NEW YORK (Reuters Health) - Drops in smoking may have helped drive cancer death rates down among black men during the last decade, but they are still more likely to die of cancer than whites, according to a new analysis.
“I think we see some really good news, but then we also see some trends that are going in the wrong direction,” said Carol DeSantis, the study’s lead author from the American Cancer Society (ACS) in Atlanta.
Using information from several databases, the researchers analyzed information on the number of cancers diagnosed and the number of cancer deaths reported across the U.S. between 1990 and 2009.
The biennial analysis found that improvements in cancer treatments and care have avoided nearly 200,000 cancer deaths in blacks since 1990.
But cancer death rates for blacks are still higher than whites, according to DeSantis and her colleagues, who published their findings in CA: A Cancer Journal for Clinicians on Tuesday.
Between 2005 and 2009, the researchers found about 288 black men died from cancer out of every 100,000, compared to about 217 white men. Among women, those numbers were about 181 blacks per 100,000, and 155 whites per 100,000.
The gap between cancer death rates narrowed the most between black and white men during the last decade, according to the researchers. Over that time, the cancer death rate for black men fell by 2.4 percent every year, compared to 1.7 percent for white men.
“That’s primarily driven by declines in lung cancer, which is driven by more black men stopping smoking than white men,” said DeSantis.
For women, however, death rates fell equally between blacks and whites over the last decade at about 1.5 percent.
The researchers also found black women are 16 percent more likely to die from cancer even though they are 6 percent less likely to get cancer.
“Primarily the reason for the lower incidence rate is that (blacks) are at a lower risk of lung and breast cancer... Then we see if you’re diagnosed with the cancer you’re more likely to die from the disease, and that’s truly an access to care issue,” said DeSantis.

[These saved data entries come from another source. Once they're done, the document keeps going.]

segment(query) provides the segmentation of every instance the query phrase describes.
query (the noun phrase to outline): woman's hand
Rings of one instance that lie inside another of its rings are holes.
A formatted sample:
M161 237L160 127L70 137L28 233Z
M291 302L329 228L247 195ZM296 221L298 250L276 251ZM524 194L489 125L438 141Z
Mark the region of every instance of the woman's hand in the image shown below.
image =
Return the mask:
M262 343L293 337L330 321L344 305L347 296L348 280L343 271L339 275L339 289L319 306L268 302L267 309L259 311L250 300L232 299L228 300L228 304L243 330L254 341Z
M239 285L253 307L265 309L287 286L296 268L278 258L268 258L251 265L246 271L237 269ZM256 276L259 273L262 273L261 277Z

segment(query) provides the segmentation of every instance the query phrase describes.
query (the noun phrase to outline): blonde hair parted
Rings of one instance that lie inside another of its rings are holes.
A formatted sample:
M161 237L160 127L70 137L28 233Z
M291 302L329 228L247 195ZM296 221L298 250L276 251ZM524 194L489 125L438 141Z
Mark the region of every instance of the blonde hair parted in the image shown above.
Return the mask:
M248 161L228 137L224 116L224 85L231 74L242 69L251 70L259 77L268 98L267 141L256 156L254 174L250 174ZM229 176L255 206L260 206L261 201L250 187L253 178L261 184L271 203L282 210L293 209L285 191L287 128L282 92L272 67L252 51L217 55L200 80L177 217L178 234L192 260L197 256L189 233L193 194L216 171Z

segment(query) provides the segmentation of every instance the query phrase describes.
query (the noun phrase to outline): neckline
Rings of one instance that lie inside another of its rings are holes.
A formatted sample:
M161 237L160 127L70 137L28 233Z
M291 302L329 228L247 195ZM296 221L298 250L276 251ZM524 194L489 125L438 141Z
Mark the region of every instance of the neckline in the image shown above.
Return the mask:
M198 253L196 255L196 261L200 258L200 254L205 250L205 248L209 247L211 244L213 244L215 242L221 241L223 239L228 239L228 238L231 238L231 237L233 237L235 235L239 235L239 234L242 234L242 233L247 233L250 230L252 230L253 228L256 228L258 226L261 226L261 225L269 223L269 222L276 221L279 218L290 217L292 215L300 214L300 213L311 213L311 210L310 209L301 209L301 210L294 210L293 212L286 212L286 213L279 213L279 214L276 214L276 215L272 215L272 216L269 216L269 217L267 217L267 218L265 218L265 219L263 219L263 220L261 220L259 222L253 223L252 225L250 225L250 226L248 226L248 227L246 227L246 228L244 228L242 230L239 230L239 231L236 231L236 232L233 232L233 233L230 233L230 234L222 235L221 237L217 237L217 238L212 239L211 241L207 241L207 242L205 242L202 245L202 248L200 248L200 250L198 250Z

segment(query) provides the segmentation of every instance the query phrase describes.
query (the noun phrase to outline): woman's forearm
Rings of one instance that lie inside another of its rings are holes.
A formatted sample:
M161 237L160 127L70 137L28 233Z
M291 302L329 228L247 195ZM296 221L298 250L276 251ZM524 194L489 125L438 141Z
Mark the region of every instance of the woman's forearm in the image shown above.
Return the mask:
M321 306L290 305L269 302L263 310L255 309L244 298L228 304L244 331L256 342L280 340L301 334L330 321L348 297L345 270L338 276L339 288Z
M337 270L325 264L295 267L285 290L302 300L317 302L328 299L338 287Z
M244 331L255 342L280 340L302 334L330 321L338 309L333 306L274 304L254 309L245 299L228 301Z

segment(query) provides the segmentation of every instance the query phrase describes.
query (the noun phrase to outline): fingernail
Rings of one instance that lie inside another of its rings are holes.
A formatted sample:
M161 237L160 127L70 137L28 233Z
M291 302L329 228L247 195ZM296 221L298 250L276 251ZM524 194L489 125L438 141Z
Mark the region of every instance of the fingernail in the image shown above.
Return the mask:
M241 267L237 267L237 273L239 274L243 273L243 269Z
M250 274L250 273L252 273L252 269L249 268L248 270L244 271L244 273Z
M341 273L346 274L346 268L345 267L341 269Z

“This is a mix of good and bad,” cancer disparity researcher Dr. Christopher Lathan, who was not involved with the new analysis, told Reuters Health.

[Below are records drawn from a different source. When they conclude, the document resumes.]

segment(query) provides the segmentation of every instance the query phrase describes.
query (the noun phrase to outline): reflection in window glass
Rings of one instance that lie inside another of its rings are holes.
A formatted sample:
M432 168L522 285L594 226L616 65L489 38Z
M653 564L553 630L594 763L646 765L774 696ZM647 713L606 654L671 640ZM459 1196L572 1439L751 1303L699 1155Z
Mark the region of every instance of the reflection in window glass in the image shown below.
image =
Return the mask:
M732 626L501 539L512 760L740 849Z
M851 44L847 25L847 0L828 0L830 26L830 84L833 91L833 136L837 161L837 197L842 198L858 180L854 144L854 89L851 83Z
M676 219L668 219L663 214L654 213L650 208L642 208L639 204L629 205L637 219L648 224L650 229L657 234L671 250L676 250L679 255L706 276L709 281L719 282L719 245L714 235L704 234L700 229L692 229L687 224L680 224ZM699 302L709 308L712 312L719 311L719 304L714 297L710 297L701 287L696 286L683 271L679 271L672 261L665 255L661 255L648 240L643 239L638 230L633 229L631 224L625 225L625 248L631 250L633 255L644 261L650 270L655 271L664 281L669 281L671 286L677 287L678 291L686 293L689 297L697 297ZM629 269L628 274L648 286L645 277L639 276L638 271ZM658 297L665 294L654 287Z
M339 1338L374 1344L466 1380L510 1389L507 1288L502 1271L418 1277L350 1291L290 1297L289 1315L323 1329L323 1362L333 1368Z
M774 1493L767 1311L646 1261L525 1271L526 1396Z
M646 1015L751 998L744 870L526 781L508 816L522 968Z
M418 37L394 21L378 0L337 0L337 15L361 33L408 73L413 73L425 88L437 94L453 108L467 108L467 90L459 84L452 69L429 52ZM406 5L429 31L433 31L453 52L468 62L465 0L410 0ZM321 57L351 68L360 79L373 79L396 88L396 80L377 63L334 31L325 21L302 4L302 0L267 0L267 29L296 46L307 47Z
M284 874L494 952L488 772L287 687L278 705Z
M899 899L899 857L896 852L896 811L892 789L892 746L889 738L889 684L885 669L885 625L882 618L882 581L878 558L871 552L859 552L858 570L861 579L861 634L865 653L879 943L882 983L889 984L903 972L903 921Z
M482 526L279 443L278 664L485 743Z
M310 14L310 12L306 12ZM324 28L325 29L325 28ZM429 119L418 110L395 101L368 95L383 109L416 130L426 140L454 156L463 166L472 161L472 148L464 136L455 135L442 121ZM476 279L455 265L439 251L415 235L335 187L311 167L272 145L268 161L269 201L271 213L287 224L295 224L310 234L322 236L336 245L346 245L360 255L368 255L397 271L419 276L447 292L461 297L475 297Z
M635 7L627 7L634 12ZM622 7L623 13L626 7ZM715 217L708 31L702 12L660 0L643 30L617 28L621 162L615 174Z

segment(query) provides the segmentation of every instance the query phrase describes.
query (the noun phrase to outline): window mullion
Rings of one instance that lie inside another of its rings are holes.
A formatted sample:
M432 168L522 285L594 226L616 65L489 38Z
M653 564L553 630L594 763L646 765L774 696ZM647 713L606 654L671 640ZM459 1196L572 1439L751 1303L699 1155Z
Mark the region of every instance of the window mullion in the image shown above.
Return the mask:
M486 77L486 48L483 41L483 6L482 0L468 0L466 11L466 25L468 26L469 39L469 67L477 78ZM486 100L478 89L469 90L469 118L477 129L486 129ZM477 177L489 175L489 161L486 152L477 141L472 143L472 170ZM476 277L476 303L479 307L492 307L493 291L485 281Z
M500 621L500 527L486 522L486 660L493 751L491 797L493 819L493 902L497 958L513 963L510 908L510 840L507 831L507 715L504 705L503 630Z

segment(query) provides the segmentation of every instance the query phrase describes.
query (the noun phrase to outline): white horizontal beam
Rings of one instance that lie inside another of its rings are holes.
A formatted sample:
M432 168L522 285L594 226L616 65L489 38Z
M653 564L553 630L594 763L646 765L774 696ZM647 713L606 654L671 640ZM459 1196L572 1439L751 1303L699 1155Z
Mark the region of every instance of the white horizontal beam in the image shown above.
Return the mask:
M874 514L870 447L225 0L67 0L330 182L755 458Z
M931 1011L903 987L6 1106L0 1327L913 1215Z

“We are making some progress in cancer treatment and we’re narrowing the gaps, but there are still areas that need work,” said Lathan, director for the Cancer Care Equity Program at the Dana-Farber Cancer Institute in Boston.
David Wetter, professor in the Department of Health Disparities Research at The University of Texas MD Anderson Cancer Center in Houston, said the new numbers show that healthcare professionals and public health officials still need make an effort to reach out to underserved populations.
“Underserved, marginalized populations are the very last to benefit,” Wetter, who was not involved with the analysis, told Reuters Health.
“Unfortunately, as treatments improve and newer treatments are coming out, we will see a widening disparity if people don’t have equal access,” said DeSantis.